Mobile is affecting both sides of the call center equation.
"You've got two distinct sides to the reality of mobile," Kathleen Peterson, founder of PowerHouse Consulting, told CRM Buyer. "You've got the user, who wants to be able to interact with mobile device, and you've got the call center that treats it simply as a different channel."
"Increasingly, we've all been in a situation of being on a mobile device and calling a call center," said Lieber.
Call centers need to take these mobile customers into account when they're dealing with customers -- even when it comes to something as simple as responding to dropped calls.
"One thing that's important if you're interested in providing good customer service is to get the phone number of the person calling," said Lieber. "If someone is on a cell phone talking with you and gets disconnected, it can be incredibly frustrating."
Customers are also often contacting call centers via mobile sites and apps, and these must be well-designed so customers can get the information they need and, if necessary, reach customer service. Well-designed sites and apps, in fact, can cut down on the number of calls that end up at a call center.
"From a customer perspective, mobile versions of your site that are searchable improve the chances that people will find the answer to their questions on their mobile device on your site before they call," Colin Taylor, CEO of The Taylor Reach Group, told CRM Buyer.
Apps, too, offer the opportunity both to provide information and offer a way to contact a call center.
"Businesses are creating apps all the time," said Peterson. "It's an alternative method of executing some task or activity, but it may or may not reduce calls to the call center. The need for services is elastic, and the more options you provide, the more options the customer will use."
Some companies even offer smartphone callers visual menus, which allow them to navigate more quickly through the interactive voice response (IVR) menu to get where they need to go.
"With smartphones, it's possible to take audio IVR and have that presented as visual IVR, so that callers can see and click and skip ahead to the end goal," explained Taylor. "It saves the customer a bunch of time. Instead of spending three layers navigating to where you want, you can instantly jump ahead. It saves the company money, because it shortens the call and moves people through the IVR more quickly."
A Moving Center
Call centers themselves, as well, have been impacted by mobile devices.
"People are using their mobile phones to access call center data, particularly with cloud-based systems," said Lieber. "As more companies and managers and supervisors access with mobile devices, there will be a demand for better interfaces for mobile devices. You're getting your sports scores on phones, so why not your service level?"
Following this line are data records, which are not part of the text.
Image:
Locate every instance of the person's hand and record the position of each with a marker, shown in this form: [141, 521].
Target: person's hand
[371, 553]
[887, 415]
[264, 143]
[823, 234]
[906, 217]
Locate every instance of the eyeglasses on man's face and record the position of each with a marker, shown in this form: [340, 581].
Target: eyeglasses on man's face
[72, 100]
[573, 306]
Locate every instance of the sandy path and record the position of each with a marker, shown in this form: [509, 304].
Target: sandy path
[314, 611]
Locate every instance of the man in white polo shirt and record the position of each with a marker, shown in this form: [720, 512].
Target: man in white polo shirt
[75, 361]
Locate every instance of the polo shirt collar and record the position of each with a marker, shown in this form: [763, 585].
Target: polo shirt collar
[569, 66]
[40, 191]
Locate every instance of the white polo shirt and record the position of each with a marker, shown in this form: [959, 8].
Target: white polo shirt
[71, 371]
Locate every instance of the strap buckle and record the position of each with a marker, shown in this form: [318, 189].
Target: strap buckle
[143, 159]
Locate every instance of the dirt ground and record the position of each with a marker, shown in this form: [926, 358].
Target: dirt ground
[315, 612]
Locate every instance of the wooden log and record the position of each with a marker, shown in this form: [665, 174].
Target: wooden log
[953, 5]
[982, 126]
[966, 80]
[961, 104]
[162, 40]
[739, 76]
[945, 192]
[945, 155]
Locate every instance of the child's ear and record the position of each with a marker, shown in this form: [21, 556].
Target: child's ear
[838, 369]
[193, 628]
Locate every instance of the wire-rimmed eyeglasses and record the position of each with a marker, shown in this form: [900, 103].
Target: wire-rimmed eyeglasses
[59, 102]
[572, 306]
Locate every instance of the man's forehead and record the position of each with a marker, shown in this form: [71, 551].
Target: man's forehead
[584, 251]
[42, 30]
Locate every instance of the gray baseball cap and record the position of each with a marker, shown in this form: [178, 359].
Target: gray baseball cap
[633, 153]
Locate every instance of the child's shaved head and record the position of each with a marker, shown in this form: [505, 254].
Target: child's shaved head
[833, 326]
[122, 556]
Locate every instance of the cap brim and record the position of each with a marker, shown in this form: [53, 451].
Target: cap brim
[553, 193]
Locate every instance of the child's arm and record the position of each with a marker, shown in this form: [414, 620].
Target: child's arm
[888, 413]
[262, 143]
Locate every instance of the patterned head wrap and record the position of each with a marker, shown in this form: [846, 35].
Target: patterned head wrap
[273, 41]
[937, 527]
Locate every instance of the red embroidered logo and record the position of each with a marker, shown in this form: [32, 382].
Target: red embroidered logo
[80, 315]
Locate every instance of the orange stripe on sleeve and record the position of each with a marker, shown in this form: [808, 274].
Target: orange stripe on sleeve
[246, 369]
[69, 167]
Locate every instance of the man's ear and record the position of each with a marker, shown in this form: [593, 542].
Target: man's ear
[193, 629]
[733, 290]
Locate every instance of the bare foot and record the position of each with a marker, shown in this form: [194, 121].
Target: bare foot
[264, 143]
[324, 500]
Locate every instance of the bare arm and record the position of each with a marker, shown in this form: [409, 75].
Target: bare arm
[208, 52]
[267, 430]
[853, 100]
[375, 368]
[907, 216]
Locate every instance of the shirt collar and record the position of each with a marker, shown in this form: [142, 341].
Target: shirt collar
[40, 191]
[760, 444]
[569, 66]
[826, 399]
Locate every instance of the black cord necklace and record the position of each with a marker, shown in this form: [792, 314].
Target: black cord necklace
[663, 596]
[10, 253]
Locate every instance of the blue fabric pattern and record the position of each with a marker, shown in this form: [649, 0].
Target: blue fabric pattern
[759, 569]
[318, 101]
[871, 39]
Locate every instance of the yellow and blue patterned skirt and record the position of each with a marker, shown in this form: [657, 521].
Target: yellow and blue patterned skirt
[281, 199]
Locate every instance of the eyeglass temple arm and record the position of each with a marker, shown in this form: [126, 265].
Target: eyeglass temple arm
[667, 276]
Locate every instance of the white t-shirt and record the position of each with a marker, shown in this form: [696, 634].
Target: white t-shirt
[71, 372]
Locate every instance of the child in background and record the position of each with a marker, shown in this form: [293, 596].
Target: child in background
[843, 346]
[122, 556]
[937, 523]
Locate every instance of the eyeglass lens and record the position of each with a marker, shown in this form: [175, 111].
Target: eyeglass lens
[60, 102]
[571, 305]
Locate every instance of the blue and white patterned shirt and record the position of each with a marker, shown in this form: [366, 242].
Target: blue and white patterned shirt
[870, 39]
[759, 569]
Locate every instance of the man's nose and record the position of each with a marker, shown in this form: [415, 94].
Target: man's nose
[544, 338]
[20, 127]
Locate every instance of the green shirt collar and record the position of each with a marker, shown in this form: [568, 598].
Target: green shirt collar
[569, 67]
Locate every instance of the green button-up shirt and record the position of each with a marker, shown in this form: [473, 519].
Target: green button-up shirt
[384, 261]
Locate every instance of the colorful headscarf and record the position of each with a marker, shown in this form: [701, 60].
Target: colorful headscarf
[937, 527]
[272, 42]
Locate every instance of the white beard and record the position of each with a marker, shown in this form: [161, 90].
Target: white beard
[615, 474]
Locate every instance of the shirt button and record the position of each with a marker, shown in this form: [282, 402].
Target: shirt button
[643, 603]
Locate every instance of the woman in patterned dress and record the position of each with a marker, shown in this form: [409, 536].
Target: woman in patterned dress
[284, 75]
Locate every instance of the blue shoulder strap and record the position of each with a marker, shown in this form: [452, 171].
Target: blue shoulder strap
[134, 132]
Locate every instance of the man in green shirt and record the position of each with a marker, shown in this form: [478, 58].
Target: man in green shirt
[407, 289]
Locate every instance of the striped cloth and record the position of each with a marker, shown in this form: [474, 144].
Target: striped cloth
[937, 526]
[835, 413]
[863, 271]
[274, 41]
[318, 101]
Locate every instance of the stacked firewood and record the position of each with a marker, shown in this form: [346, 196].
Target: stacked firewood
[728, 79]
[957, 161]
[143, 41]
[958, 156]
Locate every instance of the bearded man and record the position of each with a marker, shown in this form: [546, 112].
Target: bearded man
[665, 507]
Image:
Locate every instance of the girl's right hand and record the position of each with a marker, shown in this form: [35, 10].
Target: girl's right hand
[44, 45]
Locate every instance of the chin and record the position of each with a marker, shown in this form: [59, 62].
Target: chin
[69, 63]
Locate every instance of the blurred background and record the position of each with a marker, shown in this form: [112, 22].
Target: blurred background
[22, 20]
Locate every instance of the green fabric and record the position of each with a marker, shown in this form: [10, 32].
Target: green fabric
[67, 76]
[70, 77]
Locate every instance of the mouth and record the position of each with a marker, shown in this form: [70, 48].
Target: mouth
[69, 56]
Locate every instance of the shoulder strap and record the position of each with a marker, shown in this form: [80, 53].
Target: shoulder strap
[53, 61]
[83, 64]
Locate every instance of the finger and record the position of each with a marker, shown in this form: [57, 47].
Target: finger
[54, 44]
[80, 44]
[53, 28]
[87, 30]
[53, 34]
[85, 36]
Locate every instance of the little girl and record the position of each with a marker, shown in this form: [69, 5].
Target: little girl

Call center managers and team leaders spend much of their time walking around call centers, talking with and coaching agents. Increasingly, they're carrying along tablets, so they can access information and data without having to return to their desks.
"Every minute that a supervisor is sitting at a desk staring at a computer screen is a minute that they can't help their agents," said Taylor. "It helps them be more accessible to their staff."
Mobile devices can even improve the communication between agents and their employers.
"They can manage their schedule and time lines without having to talk to their supervisor," said Taylor. "Employers can send alerts and text messages to employees. It allows them to operate more in real time, and it can be a far more efficient system on the call center operation side. At the management level, it improves the sharing and dissemination of information."